With the US Open trophy resting on the sideboard, weighty decisions taken in the past all appear eminently justified -- like allowing Rory, with the full approval of his headmaster, to leave school in his mid-teens to concentrate full time on playing golf.
How might things have turned out, one wonders, if McIlroy had taken up the offer of a scholarship at East Tennessee University and studied for a degree instead of turning professional in 2007?
As McIlroy rises to a career-high world No 3 this week, Rickie Fowler drops out of the top 50 for the first time since breaking into golf's elite last June.
Both 22 and good friends, McIlroy and Fowler were on opposing sides at the 2007 Walker Cup, but there their career paths parted.
Fowler remained at college in Oklahoma State, building friendships that'll last a lifetime. He turned professional after a second taste of Walker Cup success at Merion in 2009.
Judging by their relative progress as golfers, McIlroy has developed better, with three professional victories to his name, while Fowler strives earnestly for his first.
Whether to enrol in professional golf's school of hard knocks or remain at college is a question which Patrick Cantlay (19) faced last Friday after a staggering second-round 60, the lowest score ever posted by an amateur on the PGA Tour, gave him the lead going into the weekend at The Travelers.

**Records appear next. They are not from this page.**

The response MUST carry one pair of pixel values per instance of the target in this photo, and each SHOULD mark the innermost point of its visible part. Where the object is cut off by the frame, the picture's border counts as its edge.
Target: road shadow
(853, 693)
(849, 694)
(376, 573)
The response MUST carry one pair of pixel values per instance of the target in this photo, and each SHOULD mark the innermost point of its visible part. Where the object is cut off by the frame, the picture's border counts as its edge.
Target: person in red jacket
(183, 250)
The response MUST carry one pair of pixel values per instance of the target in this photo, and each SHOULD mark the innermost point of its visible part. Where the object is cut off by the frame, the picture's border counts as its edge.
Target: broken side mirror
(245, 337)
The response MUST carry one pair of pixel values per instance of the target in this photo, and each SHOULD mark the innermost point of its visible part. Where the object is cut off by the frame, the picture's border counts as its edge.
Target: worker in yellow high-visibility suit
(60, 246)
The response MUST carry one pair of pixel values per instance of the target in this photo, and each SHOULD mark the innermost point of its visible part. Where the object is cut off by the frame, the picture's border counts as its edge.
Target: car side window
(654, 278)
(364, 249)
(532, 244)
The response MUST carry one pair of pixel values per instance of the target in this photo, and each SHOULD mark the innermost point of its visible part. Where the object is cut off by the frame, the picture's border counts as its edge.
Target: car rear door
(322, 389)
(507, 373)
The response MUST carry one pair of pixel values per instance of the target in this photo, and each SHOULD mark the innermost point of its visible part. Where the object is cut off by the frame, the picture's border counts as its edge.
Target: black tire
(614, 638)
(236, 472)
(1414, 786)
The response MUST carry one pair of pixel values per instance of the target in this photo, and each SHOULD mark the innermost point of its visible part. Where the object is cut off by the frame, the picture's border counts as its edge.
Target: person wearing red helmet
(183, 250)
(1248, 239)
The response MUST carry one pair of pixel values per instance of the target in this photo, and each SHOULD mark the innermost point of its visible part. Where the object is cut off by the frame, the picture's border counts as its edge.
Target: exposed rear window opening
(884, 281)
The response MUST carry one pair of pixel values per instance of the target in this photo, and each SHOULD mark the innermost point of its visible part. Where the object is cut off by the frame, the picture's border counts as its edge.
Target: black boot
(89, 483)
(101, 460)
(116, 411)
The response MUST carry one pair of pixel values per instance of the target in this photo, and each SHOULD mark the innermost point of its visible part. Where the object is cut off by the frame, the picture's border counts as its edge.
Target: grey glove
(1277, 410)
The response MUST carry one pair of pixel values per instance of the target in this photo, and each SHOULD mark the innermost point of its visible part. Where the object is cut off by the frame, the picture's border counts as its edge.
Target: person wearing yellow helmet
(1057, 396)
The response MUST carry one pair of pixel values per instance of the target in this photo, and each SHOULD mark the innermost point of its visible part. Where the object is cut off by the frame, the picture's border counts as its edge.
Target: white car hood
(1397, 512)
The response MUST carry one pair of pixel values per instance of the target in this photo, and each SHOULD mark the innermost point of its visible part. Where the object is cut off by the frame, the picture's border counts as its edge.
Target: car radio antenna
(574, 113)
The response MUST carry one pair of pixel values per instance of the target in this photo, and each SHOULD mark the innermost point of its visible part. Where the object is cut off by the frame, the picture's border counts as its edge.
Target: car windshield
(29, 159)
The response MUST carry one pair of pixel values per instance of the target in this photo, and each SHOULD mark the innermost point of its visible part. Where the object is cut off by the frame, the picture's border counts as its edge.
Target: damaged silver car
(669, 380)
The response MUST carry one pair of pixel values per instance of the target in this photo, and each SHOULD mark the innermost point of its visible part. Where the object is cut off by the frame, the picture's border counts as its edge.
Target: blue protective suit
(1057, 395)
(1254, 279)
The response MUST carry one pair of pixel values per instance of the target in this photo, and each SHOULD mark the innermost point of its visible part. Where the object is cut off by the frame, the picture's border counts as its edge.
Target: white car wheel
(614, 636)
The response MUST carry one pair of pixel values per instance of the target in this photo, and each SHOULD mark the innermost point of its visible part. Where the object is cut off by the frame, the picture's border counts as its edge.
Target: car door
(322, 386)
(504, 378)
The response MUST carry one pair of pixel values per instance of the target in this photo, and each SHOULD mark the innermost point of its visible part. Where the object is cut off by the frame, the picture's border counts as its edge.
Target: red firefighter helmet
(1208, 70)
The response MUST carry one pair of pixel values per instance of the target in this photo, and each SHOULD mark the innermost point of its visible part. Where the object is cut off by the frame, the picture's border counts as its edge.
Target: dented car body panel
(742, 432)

Cantlay, the NCAA Player of the Year who gave the wider world notice of his ability by finishing tied 21st behind McIlroy at the US Open, insists he'll complete his four-year college education at UCLA.

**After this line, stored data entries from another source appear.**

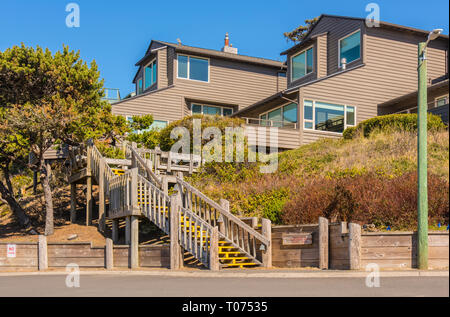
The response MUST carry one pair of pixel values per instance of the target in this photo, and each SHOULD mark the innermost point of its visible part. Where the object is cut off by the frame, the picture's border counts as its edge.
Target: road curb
(321, 274)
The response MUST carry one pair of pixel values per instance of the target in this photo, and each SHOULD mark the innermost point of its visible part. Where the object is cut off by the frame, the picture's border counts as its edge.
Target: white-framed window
(140, 87)
(156, 125)
(441, 101)
(324, 116)
(197, 108)
(302, 63)
(350, 47)
(150, 74)
(192, 68)
(283, 116)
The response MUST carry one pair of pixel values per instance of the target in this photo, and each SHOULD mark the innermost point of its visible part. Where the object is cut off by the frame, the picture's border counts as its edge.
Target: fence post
(115, 230)
(127, 230)
(134, 247)
(169, 162)
(134, 190)
(175, 249)
(266, 231)
(73, 203)
(89, 185)
(323, 243)
(214, 250)
(101, 196)
(109, 254)
(225, 204)
(42, 254)
(354, 246)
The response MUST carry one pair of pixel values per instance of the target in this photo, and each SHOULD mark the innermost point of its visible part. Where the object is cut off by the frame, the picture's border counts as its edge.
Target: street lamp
(422, 203)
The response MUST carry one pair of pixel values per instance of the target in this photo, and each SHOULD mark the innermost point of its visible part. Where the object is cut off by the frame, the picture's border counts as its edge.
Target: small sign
(301, 238)
(11, 251)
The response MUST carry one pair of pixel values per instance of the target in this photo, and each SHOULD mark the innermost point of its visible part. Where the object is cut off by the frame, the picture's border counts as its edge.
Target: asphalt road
(158, 286)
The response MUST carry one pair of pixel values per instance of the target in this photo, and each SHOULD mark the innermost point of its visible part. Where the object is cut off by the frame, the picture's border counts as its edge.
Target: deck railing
(196, 236)
(231, 228)
(154, 204)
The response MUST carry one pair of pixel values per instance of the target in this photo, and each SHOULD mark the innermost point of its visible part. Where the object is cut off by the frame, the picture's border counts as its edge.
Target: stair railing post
(266, 231)
(323, 243)
(175, 248)
(354, 232)
(214, 250)
(101, 195)
(73, 203)
(89, 202)
(225, 204)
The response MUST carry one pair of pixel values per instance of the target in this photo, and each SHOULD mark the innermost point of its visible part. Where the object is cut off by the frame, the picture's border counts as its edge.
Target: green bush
(391, 123)
(349, 133)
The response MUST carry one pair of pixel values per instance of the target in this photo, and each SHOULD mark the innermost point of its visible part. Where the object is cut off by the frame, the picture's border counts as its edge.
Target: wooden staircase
(207, 230)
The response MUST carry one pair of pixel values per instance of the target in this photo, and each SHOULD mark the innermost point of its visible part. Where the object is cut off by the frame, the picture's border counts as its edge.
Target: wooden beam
(355, 246)
(115, 230)
(42, 254)
(175, 248)
(134, 247)
(73, 202)
(101, 196)
(109, 254)
(214, 264)
(323, 243)
(267, 233)
(89, 201)
(128, 230)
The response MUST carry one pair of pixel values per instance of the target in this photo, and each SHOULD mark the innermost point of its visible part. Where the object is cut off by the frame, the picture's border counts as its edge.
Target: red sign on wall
(11, 251)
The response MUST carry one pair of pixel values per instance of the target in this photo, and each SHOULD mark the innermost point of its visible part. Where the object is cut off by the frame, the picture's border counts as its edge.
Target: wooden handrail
(144, 166)
(225, 213)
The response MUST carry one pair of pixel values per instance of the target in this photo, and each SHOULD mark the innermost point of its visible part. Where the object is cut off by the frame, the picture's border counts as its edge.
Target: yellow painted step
(239, 265)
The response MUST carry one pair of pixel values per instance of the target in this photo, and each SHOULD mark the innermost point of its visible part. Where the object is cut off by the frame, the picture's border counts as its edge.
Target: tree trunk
(46, 172)
(17, 210)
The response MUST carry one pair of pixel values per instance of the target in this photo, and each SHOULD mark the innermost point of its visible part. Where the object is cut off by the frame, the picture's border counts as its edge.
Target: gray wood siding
(322, 69)
(287, 138)
(162, 68)
(337, 28)
(232, 83)
(390, 71)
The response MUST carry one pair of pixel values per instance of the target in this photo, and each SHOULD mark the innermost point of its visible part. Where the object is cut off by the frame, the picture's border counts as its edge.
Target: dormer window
(193, 68)
(150, 74)
(302, 64)
(140, 86)
(350, 47)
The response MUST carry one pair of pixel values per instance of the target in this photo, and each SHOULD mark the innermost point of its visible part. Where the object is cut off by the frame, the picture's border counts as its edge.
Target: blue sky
(117, 33)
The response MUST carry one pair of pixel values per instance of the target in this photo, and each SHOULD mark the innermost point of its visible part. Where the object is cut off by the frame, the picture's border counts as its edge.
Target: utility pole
(422, 164)
(422, 204)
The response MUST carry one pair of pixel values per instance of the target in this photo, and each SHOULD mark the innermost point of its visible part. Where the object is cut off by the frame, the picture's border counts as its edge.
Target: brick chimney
(227, 47)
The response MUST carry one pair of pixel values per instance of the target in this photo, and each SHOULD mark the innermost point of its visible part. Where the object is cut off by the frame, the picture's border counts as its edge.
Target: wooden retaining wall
(292, 256)
(339, 253)
(26, 256)
(398, 250)
(83, 254)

The $140,000-plus Cantlay might have earned as a pro at Congressional and in a share of 24th place behind first-time Tour winner Freddie Jacobson at TPC River Highlands on Sunday is, he insists, of no consequence to him as an amateur.
While Graeme McDowell insists three years at college in Birmingham, Alabama, helped ready him for professional golf, McIlroy, Italian teenage sensation Matteo Manassero and former Irish Open winner Shane Lowry are three young men who took the earliest opportunity to go out on Tour.
If Cantlay's golf is good enough to handle the ultimate challenge, it seems a pity for him to remain amateur ... yet, after all's said and done, the young fella must be allowed to decide for himself.
Revitalised Garcia ready to break major duck
AS Padraig Harrington continues to scramble desperately for confidence, it's encouraging to see Sergio Garcia once again stepping into the light.
Harrington slipped to No 54 in the world yesterday after failing to join the birdie-fest at The Travelers, where the Dubliner finished tied 63rd on four-under.
Garcia, meanwhile, leapt to world No 51 and the cusp of the elite top 50 after following up an encouraging eighth-place showing at the US Open by taking Pablo Larrazabal all the way to sudden death on Sunday at the BMW International in Munich.
Now 31, Garcia showed his enduring quality by shooting three birdies and two eagles in five sensational holes through the turn.
Though he fell back with four bogeys, he then showed renewed confidence with his putter by holing a six-foot clutch putt for an all-important birdie at 18.
Larrazabal won with a birdie on the fifth tie hole after a splendid sudden-death battle between the two Spaniards.
As the British Open at Sandwich beckons, might Garcia be ready at last to break his duck at the Majors?